The objective of this study was to use both field data and a numerical simulation to examine the long-term performance and environmental effects of a large GSHP (ground source heat pump) system that heats and cools industrial greenhouses in a cold region. A large vertical GSHP system was installed in the city of Akabira in the north of Hokkaido, Japan to provide heating and cooling for 12 greenhouses. The system has a maximum capacity of 640 and 648 kW for heating and cooling, respectively. The system was monitored and analyzed from Oct. 2010 through May 2011. The system had a COP (coefficient of performance) of 3.0 and SCOP (system coefficient of performance) of 2.7. The average heat extraction rate of the system was approximately 27.7 W/m. In addition, the ground temperature at a depth of 40 m decreased from approximately 7.8 °C to 0 °C after 8 months of operation.
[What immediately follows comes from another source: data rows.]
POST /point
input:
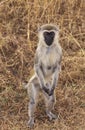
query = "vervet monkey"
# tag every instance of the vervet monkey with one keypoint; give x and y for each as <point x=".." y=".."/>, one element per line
<point x="47" y="65"/>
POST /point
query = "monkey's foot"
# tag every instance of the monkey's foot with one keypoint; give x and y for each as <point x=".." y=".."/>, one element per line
<point x="51" y="116"/>
<point x="31" y="123"/>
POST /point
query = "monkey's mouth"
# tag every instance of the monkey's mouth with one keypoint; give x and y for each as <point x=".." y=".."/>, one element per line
<point x="49" y="37"/>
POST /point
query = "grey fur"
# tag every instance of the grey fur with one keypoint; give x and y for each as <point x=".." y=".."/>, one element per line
<point x="47" y="65"/>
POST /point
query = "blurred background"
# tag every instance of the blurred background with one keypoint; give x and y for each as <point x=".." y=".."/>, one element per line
<point x="19" y="20"/>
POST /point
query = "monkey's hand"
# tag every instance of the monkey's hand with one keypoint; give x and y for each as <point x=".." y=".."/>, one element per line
<point x="51" y="92"/>
<point x="46" y="90"/>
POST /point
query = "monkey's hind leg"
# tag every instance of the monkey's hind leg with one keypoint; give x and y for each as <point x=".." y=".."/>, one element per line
<point x="33" y="93"/>
<point x="50" y="102"/>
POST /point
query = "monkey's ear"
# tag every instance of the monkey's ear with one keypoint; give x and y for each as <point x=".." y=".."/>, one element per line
<point x="39" y="28"/>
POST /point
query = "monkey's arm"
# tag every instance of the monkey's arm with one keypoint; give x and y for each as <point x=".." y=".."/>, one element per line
<point x="55" y="78"/>
<point x="39" y="72"/>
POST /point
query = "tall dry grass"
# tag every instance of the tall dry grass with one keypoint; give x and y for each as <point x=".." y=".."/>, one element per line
<point x="19" y="20"/>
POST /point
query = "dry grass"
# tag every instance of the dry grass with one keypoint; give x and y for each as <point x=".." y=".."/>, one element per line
<point x="17" y="49"/>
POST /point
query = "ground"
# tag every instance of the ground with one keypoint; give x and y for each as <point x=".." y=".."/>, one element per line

A numerical model of the system was developed in FEFLOW to predict its future behavior under conditions where the demand for heating surpasses the demand for cooling. The simulation results suggest that the system could maintain the heat exchange rate for several years without significantly compromising its performance. The risk of operating the system under unbalanced heating and cooling loads was addressed via case studies. Groundwater flow decreases the risk of operating the system when the heat extraction was much higher or lower than the heat injection.

Suggested Citation

  • Li, Huai & Nagano, Katsunori & Lai, Yuanxiang & Shibata, Kazuo & Fujii, Hikari, 2013. "Evaluating the performance of a large borehole ground source heat pump for greenhouses in northern Japan," Energy, Elsevier, vol. 63(C), pages 387-399.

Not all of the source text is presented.